If I enroll into a Debt Negotiation program to settle my debts with my creditors, will I have to pay tax to the IRS?
This is a daily question I am asked during my consultations with consumers. The answer is that it depends on your situation. Before I review a few situations to illustrate when you may or may not be required to pay a tax on forgiven debt, let me make it very clear that I am NOT a Tax Attorney and I cannot give you specific tax advice. Please first verify everything with your personal tax professional.
The question about paying taxes on a forgiven debt revolves around a creditor issuing a form 1099-C for a cancellation of a Debt. Say you owe $10,000 and are unable to pay the entire balance. The creditor agrees to accept $5,000 as payment in full and offers a Debt Reduction of $5,000. The creditor then may issue you a 1099-C showing that you had $5,000 of debt forgiven that may be reported by you as taxable income. Think about it like this. Normally when you borrow money you do not pay tax on it because you have to pay the money back. It is not income. However, if you do not pay the money back, then it is essentially a gift which then could become taxable to you.
A lot of consumers have some unjustified fears about this potential tax ramification of Debt Negotiation. First let me make it clear from a financial standpoint, that paying taxes on an amount of debt that is forgiven is always cheaper than paying back the entire debt plus interest. For instance, if a creditor forgave a $9,000 debt, you may have to pay $3,000 or so to the IRS depending on your situation. Isn’t $3,000 cheaper than $9,000 plus interest? So even if you found yourself in a circumstance where you had a tax liability, you are still saving quite a bit of money.
Lets now examine when you may or may not have a tax liability when you have consumer debt forgiven by a creditor.
The Insolvency Rule (IRS publication 908)

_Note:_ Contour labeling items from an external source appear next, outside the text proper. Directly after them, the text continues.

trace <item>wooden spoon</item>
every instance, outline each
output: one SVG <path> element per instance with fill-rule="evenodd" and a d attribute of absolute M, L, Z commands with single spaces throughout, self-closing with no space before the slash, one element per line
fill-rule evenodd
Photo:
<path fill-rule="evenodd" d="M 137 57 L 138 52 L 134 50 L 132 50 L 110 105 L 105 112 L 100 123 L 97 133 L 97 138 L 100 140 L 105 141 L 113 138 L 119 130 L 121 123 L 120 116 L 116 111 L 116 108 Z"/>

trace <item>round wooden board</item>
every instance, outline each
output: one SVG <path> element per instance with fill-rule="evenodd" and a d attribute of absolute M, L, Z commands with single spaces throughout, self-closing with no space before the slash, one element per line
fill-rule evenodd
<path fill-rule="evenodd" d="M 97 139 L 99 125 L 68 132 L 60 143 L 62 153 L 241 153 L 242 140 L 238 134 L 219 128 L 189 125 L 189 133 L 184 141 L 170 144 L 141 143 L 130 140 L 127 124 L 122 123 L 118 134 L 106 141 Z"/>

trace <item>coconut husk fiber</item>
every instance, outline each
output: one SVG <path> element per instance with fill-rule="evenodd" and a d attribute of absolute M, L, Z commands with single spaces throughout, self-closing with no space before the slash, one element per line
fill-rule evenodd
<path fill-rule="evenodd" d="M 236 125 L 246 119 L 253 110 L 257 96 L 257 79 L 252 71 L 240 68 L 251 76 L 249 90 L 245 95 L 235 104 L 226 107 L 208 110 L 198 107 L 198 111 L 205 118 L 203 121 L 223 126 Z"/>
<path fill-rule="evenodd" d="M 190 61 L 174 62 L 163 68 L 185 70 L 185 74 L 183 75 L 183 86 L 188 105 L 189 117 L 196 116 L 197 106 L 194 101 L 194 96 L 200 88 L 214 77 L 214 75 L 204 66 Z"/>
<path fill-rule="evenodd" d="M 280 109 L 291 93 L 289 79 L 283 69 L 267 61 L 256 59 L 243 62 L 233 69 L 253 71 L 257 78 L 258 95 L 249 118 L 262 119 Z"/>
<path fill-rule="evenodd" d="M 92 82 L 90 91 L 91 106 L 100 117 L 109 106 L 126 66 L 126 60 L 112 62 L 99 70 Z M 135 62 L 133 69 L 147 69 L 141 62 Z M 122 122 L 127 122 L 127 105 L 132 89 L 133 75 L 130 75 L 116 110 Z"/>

Most Debtors find that there is actually a big “loop hole” called the insolvency rule that allows them to NOT have to pay any taxes on the forgiven debt. According to the IRS, if you are “insolvent” at the time of the debt forgiveness, (which most consumers are if they are enrolled in a debt negotiation program) then you have no tax liability on the debt reduction up to the point that you are insolvent.
Let me put that in English for everyone. If your debts outweigh your assets then you are insolvent. So if you have a negative net worth then the IRS lets you slide and does not require you to pay taxes on the forgiven debt. As an example, if you where 100K upside down on your house, had 50K in credit card debt and only 40K in assets then you would be insolvent by 110K and you would not have to pay taxes on any of the settled credit card debt..
Most consumers find that if they are so far upside down financially that they have to look into a debt negotiation strategy, that they are also insolvent and therefore not liable for additional taxes on the amount of debt forgiven. As always though, check with a qualified Tax consultant about your specific situation, and ask if the Insolvency Rules would apply to you.
For further information please see IRS Publication 4681. It covers rules and applications of canceled debts in detail and provides a form to help determine whether or not you qualify under the IRS Insolvency Rules.